Ksenia Lezhnina and colleagues presented "Signaling pathways signature of sarcopenia identified by iPANDA algorithm." Sarcopenia is a losing muscle mass and function with aging. Decreased strength and power of muscle function may contribute to higher risks of accidents among older people and affects quality of life. Until recently sarcopenia was not even considered as a pathological condition and as a consequence clinical definition and diagnostic criteria is poorly developed. Mechanisms underlying sarcopenia are extensively investigated but still not fully understood. In order to study this we compare transcriptomic profiles of muscle tissues from young and old people, both women and men. We assume that aging process starts from the fourth decade of life. We apply a new algorithm in silico Pathway Activation Network Decomposition Analysis (iPANDA) to transcriptomic data to find signaling pathway signatures of aging in muscle tissues. Common pathway signatures can be considered as a target for development of new approaches for sarcopenia treatment.

Matt Kaeberlein (University of Washington) presented "Effects of transient mid-life rapamycin treatment on lifespan and healthspan". The FDA approved drug rapamycin increases lifespan and improves measures of healthspan in rodents. Nevertheless, important questions exist regarding the translational potential of rapamycin and other mTOR inhibitors for human aging, and the optimal dose, duration, and mechanisms of action remain to be determined. Here I will report on studies examining the effects of short-term treatment with rapamycin in middle-aged mice and dogs. We find that transient treatment with rapamycin is sufficient to increase life expectancy by more than 50% and improve measures of healthspan in middle-aged mice. This transient treatment is also associated with a remodelling of the gut microbiome, including dramatically increased prevalence of segmented filamentous bacteria in the small intestine, along with a dramatic shift in the cancer spectrum in female mice. In dogs, we have defined a dose of rapamycin that is well tolerated, and initial results are consistent with improvements in age-associated cardiac function similar to those observed in rapamycin-treated mice. These data suggest that a transient treatment with rapamycin may yield robust health benefits in mice, dogs, and perhaps humans.

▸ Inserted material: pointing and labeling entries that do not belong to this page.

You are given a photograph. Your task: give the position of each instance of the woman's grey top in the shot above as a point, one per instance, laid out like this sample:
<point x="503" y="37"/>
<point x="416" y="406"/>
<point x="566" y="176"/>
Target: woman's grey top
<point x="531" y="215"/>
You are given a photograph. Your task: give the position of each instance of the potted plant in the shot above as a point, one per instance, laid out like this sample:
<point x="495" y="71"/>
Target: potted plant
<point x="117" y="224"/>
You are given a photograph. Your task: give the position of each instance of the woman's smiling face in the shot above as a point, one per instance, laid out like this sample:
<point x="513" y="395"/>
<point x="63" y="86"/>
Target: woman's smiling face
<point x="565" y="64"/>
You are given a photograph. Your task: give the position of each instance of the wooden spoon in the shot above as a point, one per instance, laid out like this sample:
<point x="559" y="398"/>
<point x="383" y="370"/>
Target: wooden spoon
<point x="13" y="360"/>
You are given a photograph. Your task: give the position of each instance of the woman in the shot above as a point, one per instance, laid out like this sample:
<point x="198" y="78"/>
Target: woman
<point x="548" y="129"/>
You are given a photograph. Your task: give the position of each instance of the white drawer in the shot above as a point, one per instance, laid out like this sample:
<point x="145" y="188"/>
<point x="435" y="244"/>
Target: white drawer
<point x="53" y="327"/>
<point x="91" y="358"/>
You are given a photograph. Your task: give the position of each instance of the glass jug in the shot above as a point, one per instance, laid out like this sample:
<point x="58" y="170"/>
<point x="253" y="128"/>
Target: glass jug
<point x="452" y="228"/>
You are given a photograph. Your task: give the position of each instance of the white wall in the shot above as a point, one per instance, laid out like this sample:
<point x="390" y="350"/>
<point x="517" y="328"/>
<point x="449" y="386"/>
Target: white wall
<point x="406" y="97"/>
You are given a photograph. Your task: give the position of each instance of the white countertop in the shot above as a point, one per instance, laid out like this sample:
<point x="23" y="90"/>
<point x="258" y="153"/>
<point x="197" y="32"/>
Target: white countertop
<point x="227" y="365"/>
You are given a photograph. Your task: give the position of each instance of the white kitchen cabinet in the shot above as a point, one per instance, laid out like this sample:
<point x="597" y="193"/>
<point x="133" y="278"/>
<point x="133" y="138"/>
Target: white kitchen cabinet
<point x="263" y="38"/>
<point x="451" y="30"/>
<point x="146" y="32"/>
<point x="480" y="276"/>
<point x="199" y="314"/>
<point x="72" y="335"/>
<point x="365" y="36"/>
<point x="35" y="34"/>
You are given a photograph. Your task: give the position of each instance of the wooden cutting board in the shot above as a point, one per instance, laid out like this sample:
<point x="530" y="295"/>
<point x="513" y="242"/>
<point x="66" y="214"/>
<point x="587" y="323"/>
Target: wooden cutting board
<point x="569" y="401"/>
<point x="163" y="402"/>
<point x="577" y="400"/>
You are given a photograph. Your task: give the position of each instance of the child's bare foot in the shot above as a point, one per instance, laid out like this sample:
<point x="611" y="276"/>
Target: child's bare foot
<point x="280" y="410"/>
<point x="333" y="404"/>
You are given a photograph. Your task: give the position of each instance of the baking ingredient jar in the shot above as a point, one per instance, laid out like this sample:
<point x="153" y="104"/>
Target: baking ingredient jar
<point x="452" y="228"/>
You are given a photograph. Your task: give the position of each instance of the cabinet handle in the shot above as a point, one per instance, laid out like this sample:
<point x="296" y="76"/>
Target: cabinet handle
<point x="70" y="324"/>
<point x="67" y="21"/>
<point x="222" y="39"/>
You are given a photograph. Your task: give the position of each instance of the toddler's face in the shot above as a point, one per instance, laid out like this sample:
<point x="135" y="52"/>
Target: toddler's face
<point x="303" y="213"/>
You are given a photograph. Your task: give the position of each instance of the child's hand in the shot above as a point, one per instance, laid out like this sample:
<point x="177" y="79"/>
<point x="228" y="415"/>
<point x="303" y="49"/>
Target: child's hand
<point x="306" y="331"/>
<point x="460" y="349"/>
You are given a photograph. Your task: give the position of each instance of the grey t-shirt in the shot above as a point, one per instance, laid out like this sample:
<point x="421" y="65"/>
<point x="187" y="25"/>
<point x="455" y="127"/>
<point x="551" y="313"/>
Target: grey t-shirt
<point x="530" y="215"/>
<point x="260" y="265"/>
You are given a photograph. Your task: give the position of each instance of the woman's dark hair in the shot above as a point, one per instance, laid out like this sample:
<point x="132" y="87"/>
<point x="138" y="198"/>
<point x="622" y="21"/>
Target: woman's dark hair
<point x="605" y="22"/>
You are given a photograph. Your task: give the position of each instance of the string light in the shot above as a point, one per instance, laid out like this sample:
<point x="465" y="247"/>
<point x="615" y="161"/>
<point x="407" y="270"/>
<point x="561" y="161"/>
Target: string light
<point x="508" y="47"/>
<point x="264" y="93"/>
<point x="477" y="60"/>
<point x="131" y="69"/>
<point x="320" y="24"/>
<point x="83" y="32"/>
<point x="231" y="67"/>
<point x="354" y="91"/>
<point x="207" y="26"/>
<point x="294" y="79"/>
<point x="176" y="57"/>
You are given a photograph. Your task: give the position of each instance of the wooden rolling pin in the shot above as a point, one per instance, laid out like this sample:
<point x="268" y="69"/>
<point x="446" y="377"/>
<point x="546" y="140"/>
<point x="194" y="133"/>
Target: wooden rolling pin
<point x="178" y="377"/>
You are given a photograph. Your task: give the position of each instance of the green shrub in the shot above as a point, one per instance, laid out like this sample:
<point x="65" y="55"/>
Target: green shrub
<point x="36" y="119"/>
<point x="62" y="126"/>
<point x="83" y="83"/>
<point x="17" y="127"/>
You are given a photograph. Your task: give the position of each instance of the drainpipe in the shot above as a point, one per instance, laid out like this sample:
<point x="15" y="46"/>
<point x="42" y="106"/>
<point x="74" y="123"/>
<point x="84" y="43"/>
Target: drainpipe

Maxim Skulachev (Mosсow State University) presented "Development of mitochondrially-targeted geroprotectors: from the molecular design to clinical trials and marketing strategy". Research and development of geroprotectors is always challenging when the project passes from theoretical and laboratory work to routine drug development (preclinical and clinical trials and medical authority approvals). In this talk, we present an example of an anti-ageing RnD project aimed on creation of geroprotector drugs on the basis of rechargeable mitochonrially-targeted antioxidants. Our strategy is to get the potential geroprotector approved as a drug against a certain age-related disease, and then to expand the list of indications for this pharmaceutical to other traits of ageing. We synthesized a series of novel organic compounds, derivatives of plastoquinone. Our first pharmaceutical was designed for local administration (in the form of eye-drops) to speed up the process of clinical development and to get the clinical data faster. At the current stage of the project our first drug Visomitin (Rx eye drops with antioxidant SkQ1 helping in such age-related diseases as dry eye syndrome and cataract) has been approved and marketed in Russia and successfully passed phase II clinical trials in US. Systemic oral form of SkQ1 has entered clinical trials in Russia and completed preclinical program in US and Canada. We consider our project to be a valuable attempt to slow down human aging by a mitochondrial approach.